More detailed information on each of the 131 service gap IAREs is presented in Table 6.7. Each row includes:
- identifying information about the IARE (state/territory, remoteness, IREG, IARE name)
- an indication of whether the IARE is a service gap area for each type of included service (Yes/No). Service gaps are highlighted in yellow
- the number of Aboriginal and Torres Strait Islander people outside a 1-hour drive to the service type.[4]
The table has an internal ordering following the categories in Table 6.6, beginning with the 12 IAREs that have been identified as service gap areas for IAHP-funded ACCHOs only. Within each of the groupings, the rows are sorted by the number of Aboriginal and Torres Strait Islander people outside a 1-hour drive to an IAHP-funded ACCHO.[5], [6]
More information on each individual IARE can be found using the AIHW’s Regional Insights for Indigenous Communities website.
Table 6.7 shows that:
- the IARE with the highest number of Aboriginal and Torres Strait Islander people outside a 1-hour drive to an IAHP-funded ACCHO is Central Capricorn, an Outer regional area in the Rockhampton IREG in Queensland. All 3,062 people in the IARE live outside a 1-hour drive to an IAHP-funded ACCHO and to any IAHP-funded service. An estimated 11 people live outside a 1-hour drive to a mainstream GP, so it is not classified as a service gap area for mainstream GPs or for access to any included primary care service (Row 13)
- Kaiwalagal – Inner Islands, a Very remote IARE within the Torres Strait IREG in Queensland, has the second highest number of Aboriginal and Torres Strait Islander people outside a 1-hour drive to an IAHP-funded ACCHO (all 2,926 of the local population, who also live outside a 1-hour drive to a mainstream GP). Nearly everyone, however, lives within a 1-hour drive to an IAHP-funded service, so the area is not classified as a service gap area for IAHP-funded services or for any included service (Row 57)
- Ramingining – Milingimbi and Outstations, a Very remote IARE within the Nhulunbuy IREG in the Northern Territory, has an estimated population of 2,278 Aboriginal and Torres Strait Islander people.
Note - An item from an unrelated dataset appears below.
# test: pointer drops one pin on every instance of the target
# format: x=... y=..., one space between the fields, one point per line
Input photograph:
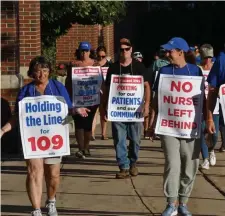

Looking across the row shows that no-one lives within a 1-hour drive of any of the included service types – IAHP-funded ACCHO, any IAHP‑funded service, or mainstream GP (Row 93).
Table 6.7: Indigenous Areas (IAREs) with at least 200 Aboriginal and Torres Strait Islander people who live more than a 60-minute drive from at least one type of selected primary care service (service gap area) (n=131)
See PDF publication pp. 86-92.
Notes:
- Tables with results for each area for each of the 4 service types (IAHP-funded ACCHO, all IAHP-funded services, mainstream GPs, and any primary care service) are available at Data. They can be used to identify areas with people outside a 30-minute drive to each service type and/or to identify IAREs with fewer than 200 people outside a 1-hour drive. Shorter drive times (15 minutes) are available in the dashboard.
- Some of the IAREs may have access to an IAHP-funded ACCHO or other IAHP-funded service.
- As noted in Table 6.4, while the majority (≈60%) of the Aboriginal and Torres Strait Islander population within the IARE lives in Major cities SA1s, the service gap populations live in Inner and Outer regional areas.
- <10 is used for IAREs where the estimated number of Aboriginal and Torres Strait Islander people outside a 1-hour drive is between 1 and 9.
- Except for the final grouping, where IAREs have been sorted by the number of people outside a 1-hour drive to a mainstream GP.
- The same information is presented separately for each state/territory in Appendix 2, tables A2.23 to A2.29.